İzmit’de Bediüzzaman Coşkusu

Bediüzzaman Said Nursî’nin vefatının 54. yıldönümü münasebetiyle İzmit Yeni Asya Temsilciliği ve Risale-i Nur Enstitüsü işbirliği ile Edebiyatçı-Yazar İslâm Yaşar’ın konuşmacı olarak katıldığı “Said Nursi’ye göre; Toplumsal Hareketler ve Bir Arada Yaşama Prensipleri” konulu konferans düzenlendi.

Yunus Emre Nikah Salonunda gerçekleştirilen programın öncesi Faruk Küçük ve oğlu Said Kerim Küçük’ün sufi dinletisi ile başlandı. Program sunuculuğunu Mehmet Ali Yalım’ın üstlendiği programa Ethem hoca efendinin okumuş olduğu Kur’an-ı Kerim tilaveti ve kısa bir dua ile başlandı. Kur’an tilaveti’nin ardından Risale-i Nur Enstitüsü Sekreteri Ahmet Dursun  açılış konuşması yaptı. Dursun, “Farklı inanç, kültür ve etnik yapıları içinde barındıran toplumların birarada yaşama formülünü hangi ilkeler üzerine kuracağı modern dönemlerin genel problemlerinden birisidir.

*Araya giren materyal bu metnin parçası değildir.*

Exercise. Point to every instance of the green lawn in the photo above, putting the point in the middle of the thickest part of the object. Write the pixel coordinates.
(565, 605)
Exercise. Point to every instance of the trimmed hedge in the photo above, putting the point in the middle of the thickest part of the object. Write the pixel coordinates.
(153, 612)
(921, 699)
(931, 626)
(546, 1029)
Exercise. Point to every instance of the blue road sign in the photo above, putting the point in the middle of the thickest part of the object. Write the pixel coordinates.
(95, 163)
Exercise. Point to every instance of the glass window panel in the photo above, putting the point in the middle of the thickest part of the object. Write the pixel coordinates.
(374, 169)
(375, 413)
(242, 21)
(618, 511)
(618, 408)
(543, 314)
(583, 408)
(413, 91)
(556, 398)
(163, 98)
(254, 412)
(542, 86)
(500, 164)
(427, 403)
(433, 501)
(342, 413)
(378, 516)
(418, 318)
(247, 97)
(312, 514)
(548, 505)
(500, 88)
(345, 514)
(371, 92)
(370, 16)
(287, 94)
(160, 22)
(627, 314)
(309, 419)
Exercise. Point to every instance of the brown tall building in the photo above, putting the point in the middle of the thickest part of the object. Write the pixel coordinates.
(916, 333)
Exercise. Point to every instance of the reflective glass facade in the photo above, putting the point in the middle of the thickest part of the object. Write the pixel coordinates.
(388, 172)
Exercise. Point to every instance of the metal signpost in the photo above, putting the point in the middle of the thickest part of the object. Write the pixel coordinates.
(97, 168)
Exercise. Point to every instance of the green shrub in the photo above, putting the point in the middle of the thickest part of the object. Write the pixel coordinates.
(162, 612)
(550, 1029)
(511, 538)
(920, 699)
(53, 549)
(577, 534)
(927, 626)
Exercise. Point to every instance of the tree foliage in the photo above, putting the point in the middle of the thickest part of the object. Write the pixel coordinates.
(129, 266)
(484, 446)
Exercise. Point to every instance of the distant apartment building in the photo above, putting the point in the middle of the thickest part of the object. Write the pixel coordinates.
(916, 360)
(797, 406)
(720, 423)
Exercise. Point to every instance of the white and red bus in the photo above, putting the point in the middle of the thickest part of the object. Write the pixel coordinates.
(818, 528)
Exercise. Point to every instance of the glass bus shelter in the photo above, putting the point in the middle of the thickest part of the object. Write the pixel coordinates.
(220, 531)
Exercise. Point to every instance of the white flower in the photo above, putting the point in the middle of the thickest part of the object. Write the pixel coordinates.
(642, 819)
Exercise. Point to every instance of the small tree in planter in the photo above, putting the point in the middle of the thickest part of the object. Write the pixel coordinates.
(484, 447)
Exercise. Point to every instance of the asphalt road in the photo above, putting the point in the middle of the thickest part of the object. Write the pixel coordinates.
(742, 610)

Küreselleşme olgusuyla birlikte küçük bir köy haline gelen dünyamız gittikçe hızlanan sosyal, siyasi ve ekonomik değişimlere cevap vermekte zorlanmaktadır. Bilhassa kültür, gelenek ve inançların sınırları aşmasıyla hızla değişen, başkalaşan çok kültürlü, farklı inanç ve etnik yapılı toplumlar kendilerini huzura ve barışa sevkedecek birarada yaşama formüllerini aramaktadır.” dedi.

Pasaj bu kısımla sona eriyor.